Let $f(x) = |x|^{-1/2}$ for $x\neq0$. I need to show that $\lim_{x\to0+} f(x)= \lim_{x\to0-} f(x)=+\infty$...

1) Try when x<0, then |x|=-x.
2) Try when x>0, then |x|=x.

Take the limit, and tell what you get.

Hugs

3. Originally Posted by CrazyCat87
Let $f(x) = |x|^{-1/2}$ for $x\neq0$. I need to show that $\lim_{x\to0+} f(x)= \lim_{x\to0-} f(x)=+\infty$...
To prove that:

$lim_{x\to 0^+} f(x) =+\infty$ you must prove that:

for all ε>0 there exists a δ>0 such that :

for all ,x : if 0<x<δ , then f(x)>ε

4. Originally Posted by miguemate

1) Try when x<0, then |x|=-x.
2) Try when x>0, then |x|=x.

Take the limit, and tell what you get.

Hugs
And, therefore, it is sufficient to prove that $\lim_{x\to +\infty}|x|^{1/2}= +\infty$.

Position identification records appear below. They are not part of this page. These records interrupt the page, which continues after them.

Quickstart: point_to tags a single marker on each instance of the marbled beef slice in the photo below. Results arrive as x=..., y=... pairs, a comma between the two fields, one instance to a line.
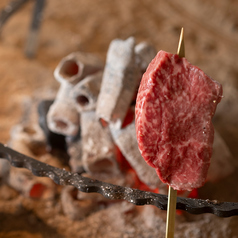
x=175, y=104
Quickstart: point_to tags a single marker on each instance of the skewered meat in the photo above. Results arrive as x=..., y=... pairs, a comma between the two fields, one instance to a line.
x=175, y=104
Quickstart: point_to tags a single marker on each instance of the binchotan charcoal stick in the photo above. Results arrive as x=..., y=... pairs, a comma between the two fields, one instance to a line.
x=76, y=66
x=85, y=93
x=63, y=117
x=119, y=83
x=98, y=149
x=126, y=140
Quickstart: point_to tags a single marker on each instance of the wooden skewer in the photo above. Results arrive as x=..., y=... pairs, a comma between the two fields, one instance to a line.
x=172, y=198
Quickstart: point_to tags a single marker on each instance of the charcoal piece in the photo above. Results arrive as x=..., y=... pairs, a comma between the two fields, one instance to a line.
x=85, y=93
x=98, y=148
x=62, y=117
x=120, y=81
x=54, y=140
x=76, y=66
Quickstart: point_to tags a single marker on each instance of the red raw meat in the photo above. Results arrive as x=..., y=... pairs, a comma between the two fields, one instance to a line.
x=175, y=104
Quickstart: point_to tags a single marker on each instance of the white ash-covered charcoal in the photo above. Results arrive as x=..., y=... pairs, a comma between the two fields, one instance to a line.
x=77, y=66
x=144, y=54
x=119, y=83
x=63, y=117
x=222, y=162
x=98, y=149
x=74, y=208
x=125, y=139
x=85, y=93
x=75, y=153
x=53, y=140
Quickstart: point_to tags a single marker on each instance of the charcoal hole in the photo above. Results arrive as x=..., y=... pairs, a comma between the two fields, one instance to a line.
x=82, y=100
x=69, y=68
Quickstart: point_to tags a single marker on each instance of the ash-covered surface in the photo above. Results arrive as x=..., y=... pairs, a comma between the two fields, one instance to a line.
x=211, y=37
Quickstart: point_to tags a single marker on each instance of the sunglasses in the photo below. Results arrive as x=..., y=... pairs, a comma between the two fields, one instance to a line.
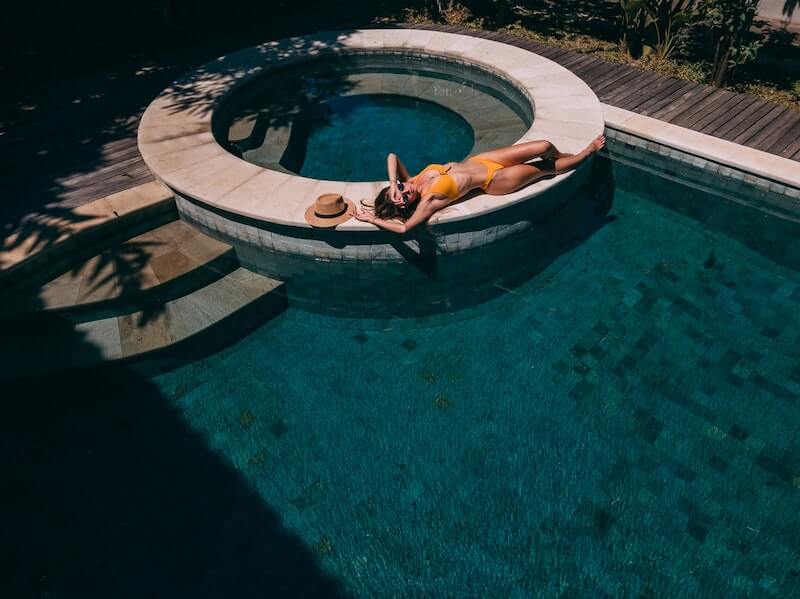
x=406, y=195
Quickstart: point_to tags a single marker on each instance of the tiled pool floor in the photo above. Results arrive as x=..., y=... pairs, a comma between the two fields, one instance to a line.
x=624, y=425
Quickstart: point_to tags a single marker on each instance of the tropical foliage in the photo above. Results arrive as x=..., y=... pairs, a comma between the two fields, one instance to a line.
x=730, y=23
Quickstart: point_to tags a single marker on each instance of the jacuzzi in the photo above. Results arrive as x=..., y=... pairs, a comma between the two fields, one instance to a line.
x=243, y=140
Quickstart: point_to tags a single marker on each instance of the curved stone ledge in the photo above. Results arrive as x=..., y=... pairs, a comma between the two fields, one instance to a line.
x=177, y=143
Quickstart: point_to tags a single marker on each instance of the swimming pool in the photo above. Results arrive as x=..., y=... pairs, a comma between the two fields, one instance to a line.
x=360, y=107
x=623, y=424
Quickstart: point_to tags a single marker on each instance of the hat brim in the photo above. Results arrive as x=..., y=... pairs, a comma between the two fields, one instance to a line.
x=328, y=223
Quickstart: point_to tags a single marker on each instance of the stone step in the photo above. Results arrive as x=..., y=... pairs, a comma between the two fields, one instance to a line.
x=180, y=329
x=44, y=245
x=162, y=264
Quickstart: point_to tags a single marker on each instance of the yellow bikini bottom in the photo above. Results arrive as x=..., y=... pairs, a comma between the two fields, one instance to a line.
x=491, y=168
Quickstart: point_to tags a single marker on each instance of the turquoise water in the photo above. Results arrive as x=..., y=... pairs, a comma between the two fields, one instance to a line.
x=362, y=130
x=625, y=424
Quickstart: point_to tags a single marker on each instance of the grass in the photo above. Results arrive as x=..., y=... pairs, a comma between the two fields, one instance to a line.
x=785, y=92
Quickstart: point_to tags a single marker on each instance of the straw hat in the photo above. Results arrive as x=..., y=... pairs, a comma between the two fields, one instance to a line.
x=329, y=210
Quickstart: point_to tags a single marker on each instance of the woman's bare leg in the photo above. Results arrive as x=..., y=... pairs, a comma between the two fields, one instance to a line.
x=522, y=153
x=516, y=176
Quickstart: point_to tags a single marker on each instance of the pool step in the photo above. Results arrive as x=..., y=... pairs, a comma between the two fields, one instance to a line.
x=162, y=264
x=45, y=244
x=181, y=328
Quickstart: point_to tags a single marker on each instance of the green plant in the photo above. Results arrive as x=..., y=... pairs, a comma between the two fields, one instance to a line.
x=669, y=19
x=634, y=20
x=730, y=23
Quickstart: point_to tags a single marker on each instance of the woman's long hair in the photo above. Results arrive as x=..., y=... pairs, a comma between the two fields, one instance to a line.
x=386, y=209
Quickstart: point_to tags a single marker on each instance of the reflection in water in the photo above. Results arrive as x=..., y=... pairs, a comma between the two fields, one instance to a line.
x=359, y=108
x=348, y=138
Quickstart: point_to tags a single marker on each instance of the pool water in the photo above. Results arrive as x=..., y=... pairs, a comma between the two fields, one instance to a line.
x=361, y=107
x=625, y=424
x=361, y=130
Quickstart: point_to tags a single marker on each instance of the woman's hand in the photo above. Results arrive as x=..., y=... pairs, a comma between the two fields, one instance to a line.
x=363, y=215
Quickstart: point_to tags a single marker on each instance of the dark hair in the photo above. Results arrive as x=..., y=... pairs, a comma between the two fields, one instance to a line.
x=386, y=209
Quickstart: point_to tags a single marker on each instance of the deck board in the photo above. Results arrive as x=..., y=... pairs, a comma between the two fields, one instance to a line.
x=75, y=153
x=734, y=118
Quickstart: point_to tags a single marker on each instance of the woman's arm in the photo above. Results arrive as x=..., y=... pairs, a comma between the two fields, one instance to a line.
x=426, y=209
x=396, y=169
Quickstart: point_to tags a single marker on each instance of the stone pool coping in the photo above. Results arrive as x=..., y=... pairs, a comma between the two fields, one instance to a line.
x=177, y=143
x=730, y=154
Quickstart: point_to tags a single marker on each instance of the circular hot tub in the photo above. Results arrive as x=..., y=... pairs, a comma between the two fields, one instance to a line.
x=248, y=141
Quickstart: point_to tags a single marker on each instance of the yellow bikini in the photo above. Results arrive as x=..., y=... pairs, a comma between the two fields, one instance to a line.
x=491, y=168
x=446, y=185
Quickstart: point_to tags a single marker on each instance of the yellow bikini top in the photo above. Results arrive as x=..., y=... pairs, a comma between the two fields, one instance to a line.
x=444, y=184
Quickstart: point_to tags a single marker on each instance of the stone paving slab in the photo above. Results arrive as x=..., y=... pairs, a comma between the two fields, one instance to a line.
x=136, y=334
x=143, y=263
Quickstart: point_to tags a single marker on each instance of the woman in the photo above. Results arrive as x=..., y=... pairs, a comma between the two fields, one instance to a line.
x=409, y=201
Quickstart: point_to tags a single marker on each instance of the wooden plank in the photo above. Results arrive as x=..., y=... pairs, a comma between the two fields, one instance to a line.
x=790, y=150
x=627, y=87
x=586, y=67
x=661, y=87
x=612, y=83
x=591, y=72
x=712, y=114
x=786, y=138
x=689, y=104
x=759, y=125
x=576, y=61
x=736, y=115
x=776, y=128
x=688, y=117
x=750, y=116
x=615, y=72
x=669, y=96
x=692, y=94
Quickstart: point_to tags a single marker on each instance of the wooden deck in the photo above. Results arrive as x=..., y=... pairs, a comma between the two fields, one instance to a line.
x=85, y=148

5. Originally Posted by HallsofIvy
And, therefore, it is sufficient to prove that $\lim_{x\to +\infty}|x|^{1/2}= +\infty$.
Why would that be sufficient?

6. Because making the substitution y= -x in $\lim_{x\to -\infty} |x|^{-1/2}$ gives $\lim_{y\to\infty} |-y|^{-1/2}= \lim_{y\to\infty} |y|^{-1/2}$ which is, of course, the same as $\lim_{x\to \infty}|x|^{-1/2}$

7. ok I'm done proving it, thanks everyone for all your help!!